Examinez les différents ratios – cours/valeur comptable, cours/chiffre d’affaires, cours/flux de trésorerie, cours/bénéfice, capitalisation boursière/PIB : tous vous diront la même chose, soit que le S&P 500 s’approche des sommets atteints ces 20 dernières années. C’est là le signe d’un possible repli.

Le graphique montre les ratios cours/valeur comptable et cours/chiffre d’affaires de l’indice S&P 500 depuis janvier 2000. Ces deux mesures ont augmenté, mais n’ont pas dépassé leur moyenne pour la période.
Le graphique montre les ratios cours/flux de trésorerie et cours/bénéfice de l’indice S&P 500 depuis janvier 2000. Ces deux mesures ont augmenté, mais n’ont pas dépassé leur moyenne pour la période.
Le graphique montre la capitalisation boursière de l’indice S&P 500 divisée par le PIB des États-Unis, depuis janvier 2000 (base 100). Cette mesure est maintenant à son plus haut niveau depuis janvier 2000.
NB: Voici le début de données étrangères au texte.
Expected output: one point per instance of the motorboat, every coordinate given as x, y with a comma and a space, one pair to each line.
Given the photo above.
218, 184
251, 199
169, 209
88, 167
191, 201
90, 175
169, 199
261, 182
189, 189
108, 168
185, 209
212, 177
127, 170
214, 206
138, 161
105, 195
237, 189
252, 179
Cela dit, on n’obtient pas toujours un portrait juste quand on se fie à un ratio pour déterminer si le marché est surévalué ou sous-évalué, puisque les valorisations peuvent être influencées par d’autres facteurs. Peut-être est-il plus prudent d’interpréter ce ratio selon un autre contexte que sa fourchette de valeurs antérieures. Le ratio cours/bénéfice de Schiller (ou le ratio cours/bénéfice corrigé des variations cycliques) est un bon exemple, car il tente de normaliser les bénéfices en fonction de l’inflation sur un cycle de 10 ans. Habituellement, le ratio C/B et l’inflation évoluent en sens inverse. Quand l’inflation augmente, le ratio C/B de l’indice S&P 500 a tendance à baisser.

Nous aimons utiliser une version plus simpliste du ratio C/B corrigé des variations cycliques qui s’appelle la « règle de 20 ». Cette règle sert à mesurer les valorisations par rapport à l’inflation. Elle suppose que les actions s’échangent à leur juste valeur lorsque la somme du ratio C/B des 12 derniers mois et de l’inflation (IPC) est de 20. La moyenne qu’on obtient avec cette règle depuis 1970 est de 20,8. Autrement dit, on pourrait soustraire l’IPC du nombre 20 pour connaître la juste valeur du marché. 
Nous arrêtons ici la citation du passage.